No system is without its flaws, and many within these sports have qualms with their current system. For instance, bias among ice-skating judges has been reported, and while steps have been taken to address the problem, many believe it is still present. While in surfing many factors are supposed to contribute to each athlete’s score, but it appears that some specific attributes contribute far more than others, which may or may not be fair.

Currently, most rock climbing competitions get around the difficulty of relying on grades by instead having the entire field of climbers attempt the same problems, and then evaluating performance by seeing who can complete the most climbs. There are also some nuances for partial credit and tie-breaking, see the IFSC Rules. These competitions are held on synthetic climbing walls with rock climbs made specifically for competition.

Unfortunately this does not address a core aspect to rock climbing which is the activity done outside on real rock, and many of the best climbers do not participate in competition. Instead, some elite climbers spend their time attempting the most difficult outdoor problems in the world, so there is motivation to quantify the difficulty of the top end rock climbs. Also, for the recreational climber, the grade of a rock climb is of great interest for safety concerns as well as specifying a level of challenge for personal growth.

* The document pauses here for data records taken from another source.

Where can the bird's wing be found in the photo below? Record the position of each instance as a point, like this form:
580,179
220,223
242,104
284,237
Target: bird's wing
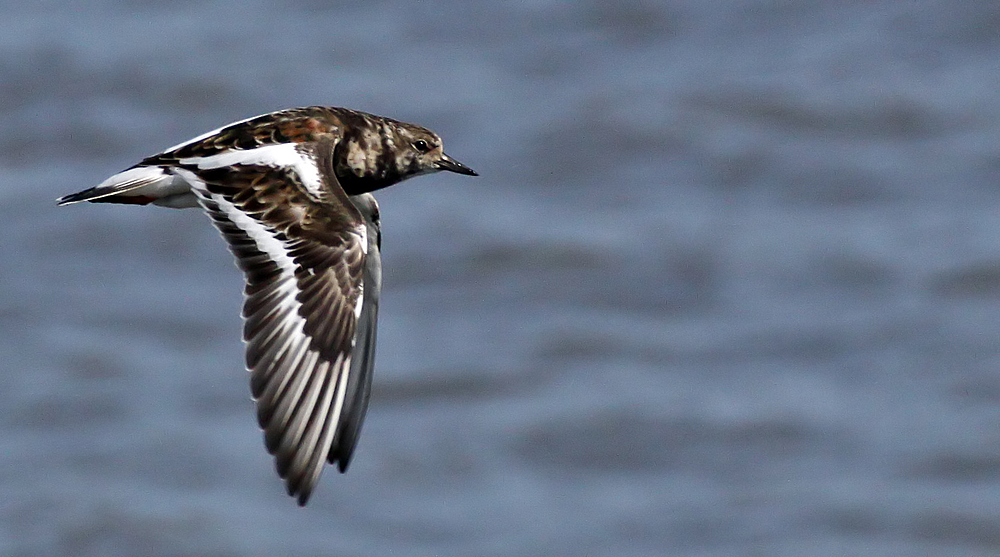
302,245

Rock climbing grades pose a unique challenge because measurability is limited. A grade should not be entirely derived from the strength required, but also take into account the necessary skill, flexibility, mental fortitude, and perhaps even more intangible aspects of a climb. In spite of the complexity, climbers attempt to label each climb with one numeric value, a grade, to specify the difficulty of their own experience. In some ways climbers assign difficulty themselves. On the other hand, there is a community aspect where bystanders often feel comfortable or obligated to vocalize their opinion on the difficulty of climbs.

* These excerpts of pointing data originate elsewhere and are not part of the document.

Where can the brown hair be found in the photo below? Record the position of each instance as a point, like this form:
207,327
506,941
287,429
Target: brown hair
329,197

The current relationship many climbers have with quantifying difficulty is problematic in my opinion. Many assert that grades are useless. This is naive and displays a lack of intellectual engagement. Grades are useful. Sport necessitates comparison. It allows one to compare between themselves and others, and to compare between their current and past self. That said, grades also are limited, and a single number cannot encapsulate all the complexity of a climb. So let’s try to better understand grades and how we can use them to gain useful information.

What is a Grade?

Let’s try to understand grades better by thinking about them as a scientist would. What is a grade? I like to think of a grade like a measurement or a function. Doing a climb is an experience, and at the end of the experience (upon completion of a climb) the climber can reflect and label what they just did. This is analogous to a scientist using an instrument to measure some physical phenomena. The underlying system has some features, the instrument takes those features as inputs to produce a numeric output. We can use math to describe this. The instrument can be thought of as a function and the physical features are input variables. The function evaluated at particular inputs produces measurement. In the real world, measurements have error. This can come from a variety of sources. A simple example is that of precision. If the ruler only has marks for millimeters, then the measurement can only be as precise as the nearest millimeter. Thus, we have uncertainty of mm on each measurement. We can account for this by saying that the measurement has some random error.

You are probably thinking

“This is all nice and good, but I thought we were talking about grades?”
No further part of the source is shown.